Integrating models

skpro can be extended using custom models.

Developing custom models

skpro can be extended to implement own models. All probabilistic models have to implement the API of the abstract base class skpro.base.ProbabilisticEstimator. The example below illustrates a possible implementation of a random guess model that predicts normal distributions with random mean and variance.

from random import randint
import numpy as np
from scipy.stats import norm
from sklearn.datasets.base import load_boston
from sklearn.model_selection import train_test_split

from skpro.base import ProbabilisticEstimator
from skpro.metrics import log_loss


class MyCustomModel(ProbabilisticEstimator):
    """ Estimator class that represents the probabilistic model"""

    class Distribution(ProbabilisticEstimator.Distribution):
        """ Distribution class returned by MyCustomModel.predict(X)

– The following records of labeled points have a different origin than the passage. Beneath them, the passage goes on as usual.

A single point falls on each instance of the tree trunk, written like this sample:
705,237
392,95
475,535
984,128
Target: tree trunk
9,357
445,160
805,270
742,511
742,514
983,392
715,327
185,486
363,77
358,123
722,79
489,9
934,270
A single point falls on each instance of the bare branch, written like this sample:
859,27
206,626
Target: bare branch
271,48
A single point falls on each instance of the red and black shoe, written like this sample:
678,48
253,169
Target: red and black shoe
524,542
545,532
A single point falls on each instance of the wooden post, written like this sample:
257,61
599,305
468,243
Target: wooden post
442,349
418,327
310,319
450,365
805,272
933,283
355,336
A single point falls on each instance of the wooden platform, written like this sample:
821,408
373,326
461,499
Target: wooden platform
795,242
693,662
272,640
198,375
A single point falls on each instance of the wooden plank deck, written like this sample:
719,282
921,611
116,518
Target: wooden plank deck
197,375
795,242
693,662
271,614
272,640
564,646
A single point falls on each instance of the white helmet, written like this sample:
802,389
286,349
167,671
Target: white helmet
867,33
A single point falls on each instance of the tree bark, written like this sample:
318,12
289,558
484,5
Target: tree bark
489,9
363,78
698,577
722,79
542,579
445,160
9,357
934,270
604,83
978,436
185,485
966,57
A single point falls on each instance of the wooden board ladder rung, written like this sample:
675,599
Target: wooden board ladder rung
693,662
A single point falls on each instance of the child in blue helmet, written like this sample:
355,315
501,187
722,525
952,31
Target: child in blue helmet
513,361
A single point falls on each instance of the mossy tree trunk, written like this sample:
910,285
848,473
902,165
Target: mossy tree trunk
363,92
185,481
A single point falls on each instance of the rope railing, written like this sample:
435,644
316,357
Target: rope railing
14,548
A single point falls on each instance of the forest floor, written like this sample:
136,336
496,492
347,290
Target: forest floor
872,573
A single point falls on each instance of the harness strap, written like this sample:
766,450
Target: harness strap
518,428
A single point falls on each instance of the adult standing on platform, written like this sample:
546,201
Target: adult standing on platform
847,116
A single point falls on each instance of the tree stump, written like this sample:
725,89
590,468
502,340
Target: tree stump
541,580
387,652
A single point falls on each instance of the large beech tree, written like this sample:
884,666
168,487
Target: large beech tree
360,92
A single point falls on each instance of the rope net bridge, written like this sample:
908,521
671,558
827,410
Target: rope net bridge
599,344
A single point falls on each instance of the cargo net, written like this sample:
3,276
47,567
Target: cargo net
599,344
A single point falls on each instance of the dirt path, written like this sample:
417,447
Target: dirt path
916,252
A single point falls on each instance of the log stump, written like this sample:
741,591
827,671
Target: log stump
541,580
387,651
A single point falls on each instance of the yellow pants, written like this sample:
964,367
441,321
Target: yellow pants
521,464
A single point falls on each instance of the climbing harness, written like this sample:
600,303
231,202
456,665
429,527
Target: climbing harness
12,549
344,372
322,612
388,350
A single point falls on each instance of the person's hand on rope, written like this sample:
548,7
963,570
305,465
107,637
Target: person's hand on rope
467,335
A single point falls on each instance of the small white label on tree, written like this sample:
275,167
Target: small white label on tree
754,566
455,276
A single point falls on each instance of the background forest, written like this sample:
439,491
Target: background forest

        self.estimator provides access to the parent
        ProbabilisticEstimator object, e.g. MyCustomModel
        self.X provides access to the test sample X
        """

        def point(self):
            """ Implements the point prediction """
            return self.estimator.random_mean_prediction_

        def std(self):
            """ Implements the variance prediction """
            return self.estimator.random_std_prediction_

        def pdf(self, x):
            """ Implements the pdf function """
            return norm.pdf(x, loc=self.point()[self.index], scale=self.std()[self.index])

    def __init__(self):
        self.random_mean_prediction_ = None
        self.random_std_prediction_ = None

    def fit(self, X, y):
        # Generate random parameter estimates
        self.random_mean_prediction_ = randint(np.min(y), np.max(y))
        self.random_std_prediction_ = 0.2 * self.random_mean_prediction_

        return self


# Use custom model
model = MyCustomModel()

X, y = load_boston(return_X_y=True)
X_train, X_test, y_train, y_test = train_test_split(X, y, test_size=0.3)
y_pred = model.fit(X_train, y_train).predict(X_test)
print('Loss: %f+-%f' % log_loss(y_test, y_pred, return_std=True))

Integrating vendor models

To integrate existing models into the framework, the user can implement own subclasses of the probabilistic estimator. The API, however, also offers simplified model integration using the derived VendorEstimator object that takes a VendorInterface and a DensityAdapter. The vendor interface must only define on_fit and on_predict events that are invoked automatically. The results of the fit-predict procedure are exposed as public variables of the interface. The adapter, on the other hand, then describes how distributional properties are generated from the interfaced vendor model, i.e. the VendorInterface’s public properties. Given a vendor interface and appropriate adapter, a vendor estimator can be used like any other probabilistic estimator of the framework.

Bayesian integration

A notable example of the model integration API is the Bayesian case. To integrate a Bayesian model one can implement the BayesianVendorInterface and its samples method that is ought to return a predictive posterior sample. Combined with a skpro.density.DensityAdapter like the KernelDensityAdapter that transforms the sample into estimated densities, the Bayesian model can then be used as a probabilistic estimator.